Mengenai Islam Wasathiyah sendiri, Direktur Pusat Islam dan Hubungan Muslim-Kristen ini menuturkan jika konsep ini sudah dituturkan dalam Al-Baqarah ayat 143. Ayat ini menerjemahkan Wasathiyah sebagai yang tengah atau penengah dari konsep Islam, tidak di sisi terlalu kanan atau terlalu kiri.
Peneliti Sejarah Teologi di School of Oriental and African Studies (SOAS) Universitas London ini menambahkan, pembeda penting antara Islam Wasathiyah dengan konsep Islam lainnya adalah kesediaan dan keterbukaannya untuk mendengar dan menerima pandangan maupun masukan dari ‘orang luar’. Hal ini berlaku baik dalam perbedaan kelompok mazhab dalam Islam sendiri maupun Non-Muslim.
“Wasathiyah islamiyah juga tidak membatasi sistem persaudaraan hanya untuk Muslim dari grup yang sama saja, tapi menerapkan sistem persaudaraan bagi seluruh manusia,” sambungnya.
Manajer World Vision Australia Regional Asia Timur dan Tenggara ini menambahkan, Islam Wasatiyah sendiri memiliki akar historis yang kuat dalam sejarah dan tradisi Islam. Sejak 610 SM, sikap Wasatiyah dijadikan sebagai gaya para pemimpin Ummayah dan Abasyiyah dalam menjalin hubungan dengan para petinggi dan penduduk dari berbagai wilayah.
“Melalui sistem Wasathiyah, para khalifah memberikan ruang bagi outsiders untuk menyampaikan pendapat dan pandangan mereka, menjalin pertemanan dan saling mengenalkan tradisi mereka tanpa ada paksaan,” ujarnya.
Sementara itu, Profesor Riset Bidang Ilmu Sosial, Budaya dan Kajian Agama pada Badan Riset dan Inovasi Nasional (BRIN), Ahmad Najib Burhani, menjelaskan jika Wasathiyah tidak hanya berarti tengah-tengah. Menurutnya Wasathiyah juga bisa difahami sebagai konsep harmonisasi, dimana Muslim diposisikan sebagai pembawa keadilan bagi komunitas, lingkungan, bahkan dunia.

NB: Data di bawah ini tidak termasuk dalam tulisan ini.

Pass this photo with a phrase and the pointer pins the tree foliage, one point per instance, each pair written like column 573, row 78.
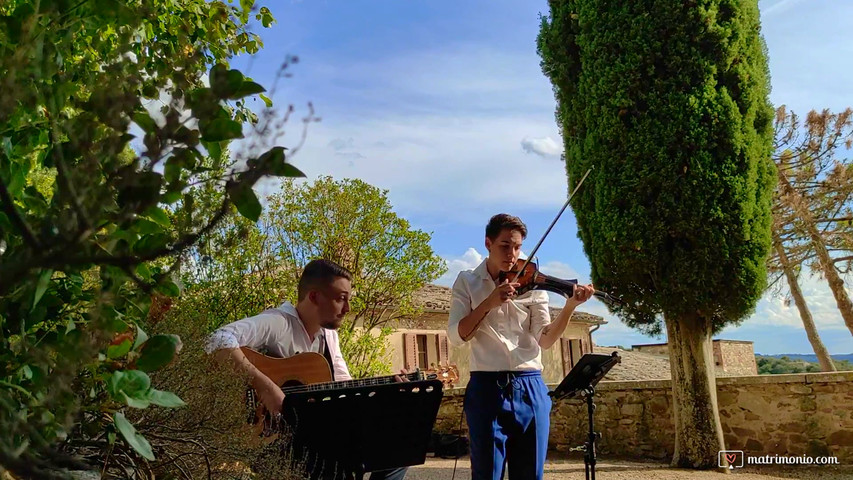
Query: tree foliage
column 246, row 268
column 813, row 204
column 667, row 103
column 90, row 226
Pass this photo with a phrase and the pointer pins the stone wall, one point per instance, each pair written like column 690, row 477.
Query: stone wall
column 656, row 349
column 798, row 414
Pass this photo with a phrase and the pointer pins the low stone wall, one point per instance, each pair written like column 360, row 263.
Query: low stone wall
column 800, row 414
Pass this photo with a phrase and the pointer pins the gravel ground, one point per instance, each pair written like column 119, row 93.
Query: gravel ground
column 442, row 469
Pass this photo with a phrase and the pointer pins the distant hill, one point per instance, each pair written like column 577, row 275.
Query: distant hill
column 809, row 357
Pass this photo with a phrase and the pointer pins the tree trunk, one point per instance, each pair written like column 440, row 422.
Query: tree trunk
column 796, row 201
column 823, row 357
column 698, row 432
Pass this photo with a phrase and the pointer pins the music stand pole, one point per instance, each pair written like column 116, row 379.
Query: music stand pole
column 592, row 436
column 583, row 377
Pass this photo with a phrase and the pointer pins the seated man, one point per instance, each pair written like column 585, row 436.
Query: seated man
column 310, row 326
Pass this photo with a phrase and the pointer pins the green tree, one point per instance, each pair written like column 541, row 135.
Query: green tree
column 89, row 226
column 668, row 102
column 246, row 268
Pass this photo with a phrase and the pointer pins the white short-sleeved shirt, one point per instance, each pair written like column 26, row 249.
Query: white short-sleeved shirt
column 281, row 333
column 508, row 338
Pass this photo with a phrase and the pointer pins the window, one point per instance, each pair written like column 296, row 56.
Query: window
column 424, row 350
column 423, row 354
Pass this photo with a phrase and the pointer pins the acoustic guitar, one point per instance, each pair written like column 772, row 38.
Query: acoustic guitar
column 308, row 372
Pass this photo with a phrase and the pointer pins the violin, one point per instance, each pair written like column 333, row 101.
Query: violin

Merujuk pada karakteristik sosial Muslim Sunni di Indonesia, terdapat empat karakteristik penting Wasathiyah. Keempatnya yaitu Tawassut (moderat), I’tidal (keadilan), tawazun (keseimbangan) dan tasamu (toleransi).
Kendati demikian, sambungnya, hal yang perlu diperhatikan adalah tantangan terhadap penerapan Islam Wasatiyah di Indonesia. Tantangan ini mengemuka dalam pemahaman keagamaan bahwa Islam adalah agama yang kaku, sulit menerima perbedaan, dan dianggap sebagai perpanjangan atau kamuflase dari beragam program radikalisme.

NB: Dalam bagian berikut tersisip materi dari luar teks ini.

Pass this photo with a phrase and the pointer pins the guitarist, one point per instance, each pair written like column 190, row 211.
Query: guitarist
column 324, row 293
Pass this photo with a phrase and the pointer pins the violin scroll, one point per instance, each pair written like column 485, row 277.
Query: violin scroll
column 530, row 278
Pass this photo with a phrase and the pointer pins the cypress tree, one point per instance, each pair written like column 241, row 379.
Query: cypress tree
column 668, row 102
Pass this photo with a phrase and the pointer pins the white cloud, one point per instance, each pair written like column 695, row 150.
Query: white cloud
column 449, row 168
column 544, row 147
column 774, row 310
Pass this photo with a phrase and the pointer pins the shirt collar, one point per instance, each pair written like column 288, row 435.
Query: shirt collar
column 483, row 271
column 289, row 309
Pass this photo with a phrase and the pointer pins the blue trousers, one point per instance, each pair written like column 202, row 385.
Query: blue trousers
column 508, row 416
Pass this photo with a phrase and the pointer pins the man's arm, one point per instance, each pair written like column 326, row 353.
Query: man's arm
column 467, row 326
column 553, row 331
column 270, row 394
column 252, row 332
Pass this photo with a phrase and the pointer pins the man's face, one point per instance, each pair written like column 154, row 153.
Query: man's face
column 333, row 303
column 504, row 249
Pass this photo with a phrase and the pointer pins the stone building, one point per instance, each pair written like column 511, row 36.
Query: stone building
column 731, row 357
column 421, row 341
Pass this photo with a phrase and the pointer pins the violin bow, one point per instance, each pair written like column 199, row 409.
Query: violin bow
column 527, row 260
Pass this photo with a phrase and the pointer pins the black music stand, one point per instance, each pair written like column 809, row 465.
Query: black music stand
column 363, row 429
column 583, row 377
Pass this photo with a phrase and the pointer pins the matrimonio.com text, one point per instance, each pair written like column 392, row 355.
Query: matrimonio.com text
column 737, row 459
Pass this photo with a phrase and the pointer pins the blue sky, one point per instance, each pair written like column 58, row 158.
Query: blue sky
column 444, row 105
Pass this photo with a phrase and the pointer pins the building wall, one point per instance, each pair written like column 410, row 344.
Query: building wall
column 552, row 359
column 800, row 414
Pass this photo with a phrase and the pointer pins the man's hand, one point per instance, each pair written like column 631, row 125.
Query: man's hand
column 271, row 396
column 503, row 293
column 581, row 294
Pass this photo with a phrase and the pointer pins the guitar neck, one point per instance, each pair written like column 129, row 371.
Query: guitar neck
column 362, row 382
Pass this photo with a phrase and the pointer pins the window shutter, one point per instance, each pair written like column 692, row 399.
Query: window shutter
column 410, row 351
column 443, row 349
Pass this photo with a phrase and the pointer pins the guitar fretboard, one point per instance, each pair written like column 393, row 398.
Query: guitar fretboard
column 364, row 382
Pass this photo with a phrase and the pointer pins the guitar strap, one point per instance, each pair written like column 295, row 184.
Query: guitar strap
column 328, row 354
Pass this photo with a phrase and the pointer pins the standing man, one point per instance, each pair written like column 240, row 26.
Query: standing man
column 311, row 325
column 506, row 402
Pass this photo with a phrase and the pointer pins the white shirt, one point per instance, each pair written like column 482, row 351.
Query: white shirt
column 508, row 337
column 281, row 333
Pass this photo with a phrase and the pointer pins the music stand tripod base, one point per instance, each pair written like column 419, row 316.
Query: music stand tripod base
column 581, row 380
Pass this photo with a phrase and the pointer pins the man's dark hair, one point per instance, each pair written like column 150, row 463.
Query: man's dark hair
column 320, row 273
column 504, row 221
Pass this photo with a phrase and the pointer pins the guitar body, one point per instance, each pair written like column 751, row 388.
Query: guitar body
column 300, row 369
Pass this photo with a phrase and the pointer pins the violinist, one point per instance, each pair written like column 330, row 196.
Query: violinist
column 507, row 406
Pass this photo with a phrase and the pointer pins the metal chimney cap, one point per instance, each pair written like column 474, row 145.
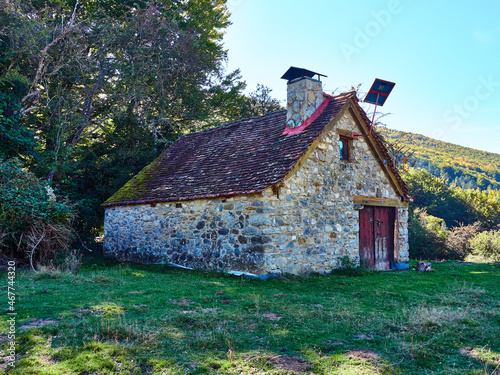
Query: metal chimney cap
column 294, row 73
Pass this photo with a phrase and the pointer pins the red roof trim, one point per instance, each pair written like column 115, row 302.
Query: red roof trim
column 310, row 120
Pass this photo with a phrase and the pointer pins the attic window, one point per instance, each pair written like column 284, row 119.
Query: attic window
column 344, row 148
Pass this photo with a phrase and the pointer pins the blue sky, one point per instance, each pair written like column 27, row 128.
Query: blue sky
column 444, row 57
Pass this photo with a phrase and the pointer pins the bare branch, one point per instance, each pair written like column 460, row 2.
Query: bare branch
column 41, row 60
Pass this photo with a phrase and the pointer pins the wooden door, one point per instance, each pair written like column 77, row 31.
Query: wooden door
column 376, row 237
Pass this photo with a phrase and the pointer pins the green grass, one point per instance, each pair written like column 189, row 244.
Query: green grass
column 136, row 319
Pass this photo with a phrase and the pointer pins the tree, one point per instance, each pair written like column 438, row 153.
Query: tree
column 87, row 65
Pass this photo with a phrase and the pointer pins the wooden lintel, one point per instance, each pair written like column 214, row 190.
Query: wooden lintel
column 384, row 202
column 344, row 132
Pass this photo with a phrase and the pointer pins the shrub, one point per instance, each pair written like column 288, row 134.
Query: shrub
column 35, row 224
column 459, row 238
column 426, row 237
column 487, row 244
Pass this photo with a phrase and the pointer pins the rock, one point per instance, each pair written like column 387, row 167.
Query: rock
column 423, row 267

“Ini menjadi tantangan yang perlu segera dicari penyelesaiannya, agar konsep Islam Wasatiyah dapat benar-benar dipahami dengan baik dan membawa citra baru bagi Islam di masa depan,” ujarnya.
Guru Besar UIN Sunan Gunung Djati Bandung Profesor Nina Nurmalia menambahkan, sikap Wasathiyah Islam juga memiliki akar historis dalam perkembangan Islam di Indonesia. Walisongo, jelasnya, menggunakan strategi akulturasi budaya atau lokalisasi Islam sebagai cara mendakwahkan Islam."Ini sejalan dengan konsep wasatiyah yang mengedepankan perdamaian,” ujarnya.

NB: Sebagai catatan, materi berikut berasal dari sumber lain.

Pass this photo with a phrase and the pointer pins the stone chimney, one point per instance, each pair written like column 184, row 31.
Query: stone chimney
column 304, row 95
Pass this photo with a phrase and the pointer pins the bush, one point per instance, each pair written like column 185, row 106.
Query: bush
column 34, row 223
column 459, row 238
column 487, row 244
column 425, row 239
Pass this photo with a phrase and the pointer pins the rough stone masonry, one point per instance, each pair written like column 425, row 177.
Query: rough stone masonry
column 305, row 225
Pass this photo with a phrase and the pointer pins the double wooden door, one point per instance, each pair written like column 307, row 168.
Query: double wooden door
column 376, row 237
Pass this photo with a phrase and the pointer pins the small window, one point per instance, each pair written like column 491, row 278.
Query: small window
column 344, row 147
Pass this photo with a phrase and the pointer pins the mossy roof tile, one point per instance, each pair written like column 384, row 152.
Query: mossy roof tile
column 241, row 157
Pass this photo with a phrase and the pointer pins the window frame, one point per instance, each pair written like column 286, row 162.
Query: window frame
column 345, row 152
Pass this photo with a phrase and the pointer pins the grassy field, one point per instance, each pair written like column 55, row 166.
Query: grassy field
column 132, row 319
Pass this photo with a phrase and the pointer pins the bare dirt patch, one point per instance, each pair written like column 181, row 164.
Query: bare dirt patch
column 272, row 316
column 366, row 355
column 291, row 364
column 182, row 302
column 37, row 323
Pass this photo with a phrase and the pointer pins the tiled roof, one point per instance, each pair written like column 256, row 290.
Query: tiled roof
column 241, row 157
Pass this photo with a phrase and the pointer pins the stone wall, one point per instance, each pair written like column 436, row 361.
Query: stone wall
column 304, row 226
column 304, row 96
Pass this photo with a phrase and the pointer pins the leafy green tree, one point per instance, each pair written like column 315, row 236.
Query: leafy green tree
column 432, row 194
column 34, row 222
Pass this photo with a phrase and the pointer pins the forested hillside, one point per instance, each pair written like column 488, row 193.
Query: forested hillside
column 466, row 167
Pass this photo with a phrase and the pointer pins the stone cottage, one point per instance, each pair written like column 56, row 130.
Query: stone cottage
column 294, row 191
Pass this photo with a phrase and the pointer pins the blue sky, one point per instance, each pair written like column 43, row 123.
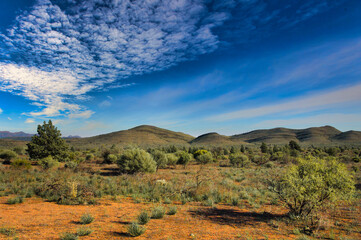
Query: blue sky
column 194, row 66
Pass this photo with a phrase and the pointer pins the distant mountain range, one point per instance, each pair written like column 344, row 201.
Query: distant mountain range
column 150, row 135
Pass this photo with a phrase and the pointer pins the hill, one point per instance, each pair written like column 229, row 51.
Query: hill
column 314, row 135
column 215, row 139
column 142, row 135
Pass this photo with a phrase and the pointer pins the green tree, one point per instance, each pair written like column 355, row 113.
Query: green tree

Dalam paparannya, Profesor Nina mengajak seluruh Muslim untuk membangkitkan tradisi wasatiyah dengan merujuk kembali pada nilai-nilai keislaman dalam Alquran dan menginterpretasikannya secara kontekstual demi menghadirkan Islam sebagai agama yang kompatibel di berbagai zaman dan tempat.
“Menjadi muslim bukan berarti terlihat atau bertingkah seperti orang Arab, karena Islam bukan hanya untuk orang orang Arab, tapi dunia secara universal. Islam adalah agama rahmat bagi seluruh alam, terlepas dari negara, gender, ras atau aspek pembeda lainnya,” pungkasnya. (zm)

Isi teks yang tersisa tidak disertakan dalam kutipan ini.